Havana88 – Kasus Covid-19 yang diduga akibat pengabaian tata tertib halal bihalal antar warga di dua dusun di Sleman, Yogyakarta, selama Idul Fitri 2021 meningkat menjadi 52 kasus.

Pertama, Dusun Nglempong, Desa Umbulmartani, Kecamatan Ngemplak, Sleman, DIY. Kepala Unit Pelaksana Teknis (UPT) Puskesmas Ngemplak I Seruni Anggreni Susila mengatakan, pihaknya telah menemukan 35 kasus baru hasil skrining massal melalui uji polymerase chain reaction (PCR) pada puluhan warga di Nglempong. Sebelumnya, 12 kasus terdeteksi di kawasan itu, Kamis (27/5).

Read More

“Artinya sekarang total (di Nglempong) 47 kasus,” kata Seruni melalui telepon, Jumat (28/5).

Kedua, ada Dusun Degolan, Desa Umbulmartani, Kecamatan Ngemplak, Sleman, DIY, dengan temuan ada empat kasus baru.

Kawasan ini berbatasan langsung dengan Dusun Nglempong. Seruni mengatakan, temuan kasus ini berdasarkan hasil penelusuran temuan satu kasus dengan riwayat mengunjungi rumah pasien lain di Nglempong. Total ada 52 kasus di dua dusun Nglempong dan Dogelan.

Seruni mengatakan, penyebaran virus Corona di dua wilayah itu memiliki benang merah. Setelah ditelusuri sebagian besar pasien, ternyata mereka sempat melakukan kegiatan halal bihalal atau saling berkunjung saat lebaran kemarin.

“Mereka mengaku ada kegiatan berkunjung, tapi namanya virus, kita tidak tahu kapan macet,” kata Seruni.

“Kegiatan kunjungan ini dan ternyata tidak terlalu menerapkan prokes karena ada kontak langsung, berjabat tangan, mencium pipi kanan dan kiri, dan macam-macam. Ada juga yang mengatur makan bersama seperti itu,” lanjutnya.
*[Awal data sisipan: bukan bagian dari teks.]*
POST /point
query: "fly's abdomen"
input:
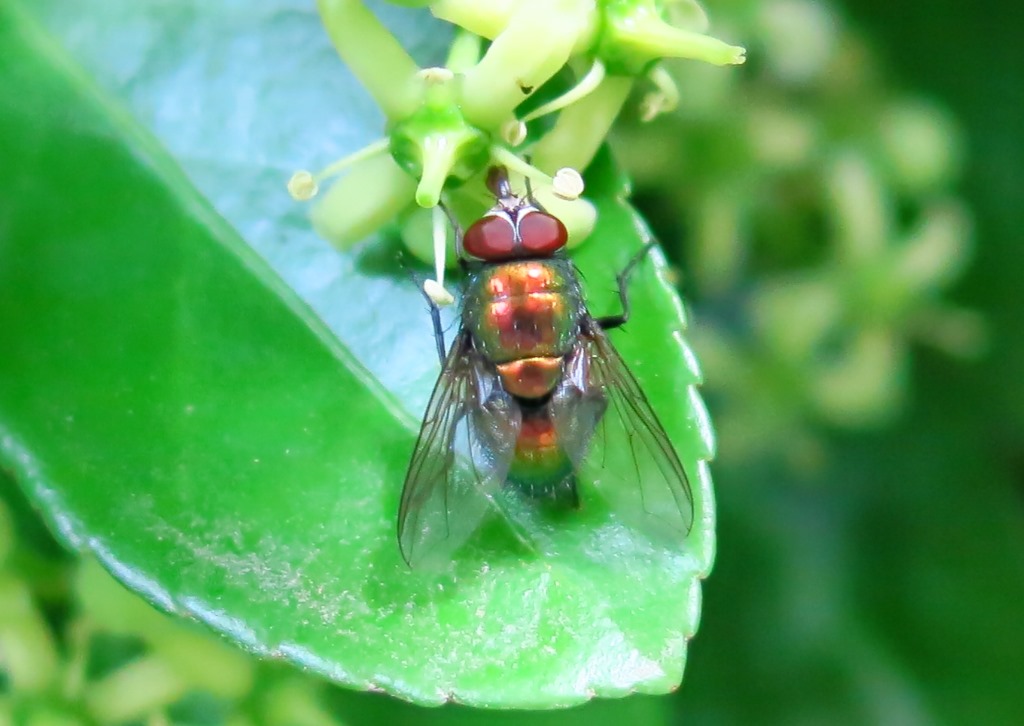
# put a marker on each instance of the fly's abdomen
(524, 317)
(540, 467)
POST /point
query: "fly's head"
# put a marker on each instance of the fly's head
(514, 228)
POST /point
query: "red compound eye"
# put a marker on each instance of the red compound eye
(489, 239)
(542, 233)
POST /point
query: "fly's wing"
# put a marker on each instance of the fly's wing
(616, 442)
(461, 460)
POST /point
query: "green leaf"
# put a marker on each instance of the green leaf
(235, 451)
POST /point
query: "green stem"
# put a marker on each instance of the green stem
(587, 85)
(374, 55)
(650, 37)
(464, 53)
(369, 197)
(483, 18)
(534, 46)
(583, 127)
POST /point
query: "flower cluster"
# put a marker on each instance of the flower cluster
(446, 125)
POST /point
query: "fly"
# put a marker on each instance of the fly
(534, 403)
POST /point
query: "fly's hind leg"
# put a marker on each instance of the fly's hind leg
(610, 322)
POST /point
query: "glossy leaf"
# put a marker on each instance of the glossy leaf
(232, 445)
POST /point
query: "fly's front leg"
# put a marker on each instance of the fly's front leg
(610, 322)
(435, 317)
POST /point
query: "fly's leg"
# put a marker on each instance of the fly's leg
(611, 322)
(435, 317)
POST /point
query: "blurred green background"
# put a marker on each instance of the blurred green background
(848, 238)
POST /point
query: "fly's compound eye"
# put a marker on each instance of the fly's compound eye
(491, 239)
(542, 233)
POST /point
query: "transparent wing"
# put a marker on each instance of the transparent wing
(461, 459)
(616, 441)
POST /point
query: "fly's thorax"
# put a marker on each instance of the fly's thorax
(524, 309)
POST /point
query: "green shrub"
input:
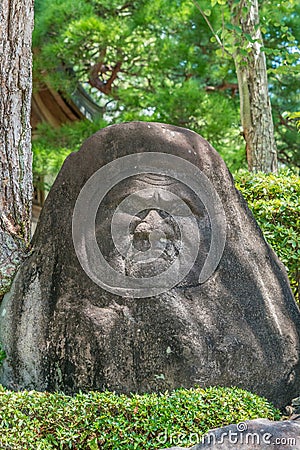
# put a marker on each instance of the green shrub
(35, 420)
(274, 201)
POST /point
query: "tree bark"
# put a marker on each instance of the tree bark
(16, 24)
(256, 113)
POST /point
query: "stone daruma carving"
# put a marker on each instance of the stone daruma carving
(231, 321)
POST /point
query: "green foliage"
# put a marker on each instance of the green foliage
(53, 145)
(2, 355)
(274, 201)
(172, 68)
(35, 420)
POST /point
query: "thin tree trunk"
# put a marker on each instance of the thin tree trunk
(256, 113)
(16, 24)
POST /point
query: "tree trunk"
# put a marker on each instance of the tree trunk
(256, 114)
(16, 23)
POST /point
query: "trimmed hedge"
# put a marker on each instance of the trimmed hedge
(274, 201)
(40, 421)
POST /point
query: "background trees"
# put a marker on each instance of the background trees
(16, 19)
(159, 60)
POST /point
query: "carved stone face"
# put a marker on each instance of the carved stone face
(155, 212)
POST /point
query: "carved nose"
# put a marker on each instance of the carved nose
(150, 223)
(148, 234)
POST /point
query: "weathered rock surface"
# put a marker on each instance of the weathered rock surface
(260, 434)
(62, 331)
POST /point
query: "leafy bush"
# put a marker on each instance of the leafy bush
(274, 201)
(35, 420)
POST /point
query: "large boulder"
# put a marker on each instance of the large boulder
(192, 294)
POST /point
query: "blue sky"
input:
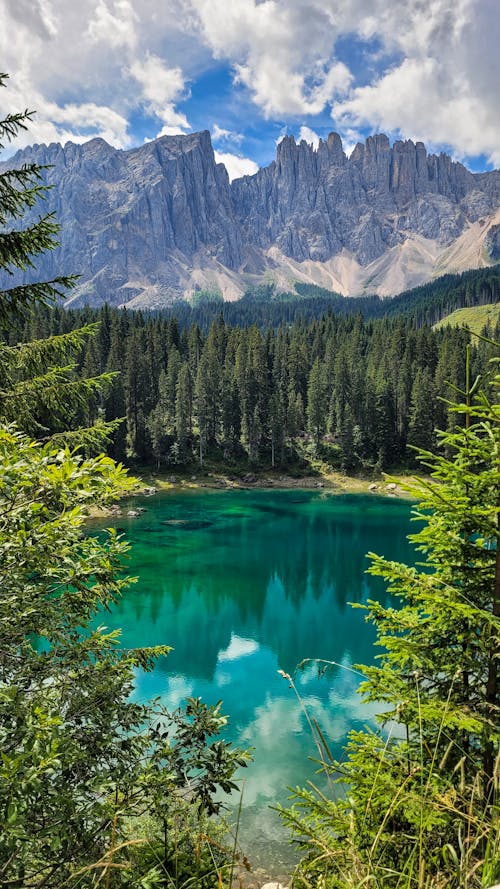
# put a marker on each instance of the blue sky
(252, 70)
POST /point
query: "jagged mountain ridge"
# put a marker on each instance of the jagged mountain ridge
(147, 225)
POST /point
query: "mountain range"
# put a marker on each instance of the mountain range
(162, 221)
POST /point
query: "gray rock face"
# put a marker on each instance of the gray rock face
(163, 219)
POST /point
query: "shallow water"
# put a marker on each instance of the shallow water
(242, 584)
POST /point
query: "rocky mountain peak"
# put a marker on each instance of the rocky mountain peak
(162, 219)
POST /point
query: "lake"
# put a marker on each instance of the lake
(243, 583)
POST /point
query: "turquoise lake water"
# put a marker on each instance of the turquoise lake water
(243, 584)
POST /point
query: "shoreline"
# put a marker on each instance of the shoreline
(150, 483)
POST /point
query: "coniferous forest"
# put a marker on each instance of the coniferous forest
(361, 394)
(98, 790)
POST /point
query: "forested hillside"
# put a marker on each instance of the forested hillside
(357, 393)
(265, 306)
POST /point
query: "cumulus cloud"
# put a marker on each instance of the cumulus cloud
(219, 134)
(278, 50)
(235, 165)
(309, 136)
(88, 68)
(114, 24)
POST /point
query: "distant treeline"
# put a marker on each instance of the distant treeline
(266, 307)
(356, 392)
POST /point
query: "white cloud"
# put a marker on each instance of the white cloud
(437, 93)
(279, 51)
(235, 165)
(219, 134)
(309, 136)
(431, 72)
(114, 24)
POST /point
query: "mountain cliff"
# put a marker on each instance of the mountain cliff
(145, 226)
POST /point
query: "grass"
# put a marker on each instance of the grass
(474, 317)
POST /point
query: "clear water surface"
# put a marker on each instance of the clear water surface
(245, 583)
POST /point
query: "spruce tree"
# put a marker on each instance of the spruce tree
(422, 797)
(80, 762)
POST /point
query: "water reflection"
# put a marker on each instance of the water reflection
(242, 584)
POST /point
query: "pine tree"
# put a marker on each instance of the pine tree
(79, 759)
(422, 806)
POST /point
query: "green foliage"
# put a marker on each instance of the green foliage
(367, 392)
(19, 191)
(420, 806)
(81, 765)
Tak hanya di satu rumah, kegiatan gotong royong ini dilakukan warga di beberapa lokasi. Jadi, kata Seruni, tak heran jika jumlah kasusnya bisa bertambah banyak.

“Ada sebagian warga yang buka pintu untuk kunjungan. Sebagian kecil warga yang taat program kesehatan tidak ikut kegiatan berkunjung. Kemarin kita ikut skrining dan hasilnya negatif,” kata Seruni.

Sebagian besar pasien tersebut, menurut Seruni, akan segera dipindahkan ke Fasilitas Kesehatan Darurat (FKDC) Covid-19 milik Kabupaten Sleman. Yakni, Rusunawa Gemawang. Hanya ada 3 pasien dari Nglempong yang melakukan isolasi mandiri.

Sementara itu, semua pasien di Degolan diperbolehkan melakukan isolasi mandiri karena merupakan satu keluarga yang tinggal serumah. Satgas Covid-19 di tingkat dusun bisa lebih mudah memantaunya.

“Kebanyakan OTG (orang tanpa gejala). Ada yang riwayat gejala ringan, ada yang anosmia, tapi kejenuhannya semua baik,” kata Seruni.

Seruni mengatakan, penelusuran kontak dekat pasien masih terus dilakukan. Sementara di dua dusun tersebut diberlakukan pembatasan aktivitas. Semua aktivitas sosial untuk sementara dihilangkan.

“Rencananya setelah proses evakuasi (pasien ke FKDC) selesai dilakukan dekontaminasi lingkungan. Kemudian untuk menjaga psikologi, warga tidak lagi menggunakan istilah lockdown, tapi hanya memperketat kegiatan terbatas,” pungkasnya.

Sebelumnya diberitakan, sejumlah warga RT 01 dan 02 RW 15 di Dusun Nglempong terpapar Covid-19. Sebagian besar kasus tersebut diduga dipicu oleh kegiatan halal bihalal atau saling berkunjung saat libur Lebaran kemarin.

Sederet kasus mulai terdeteksi saat dua warga di RT 01 dan 02 dinyatakan positif pada 19 Mei 2021.

Keduanya sama-sama punya riwayat berkunjung ke rumah warga saat libur terakhir. Selain di Kecamatan Ngemplak, cluster Corona di Sleman juga ada di Desa Ngaglik, Caturharjo, Sleman. Sampai 25 Mei, ada 55 kasus.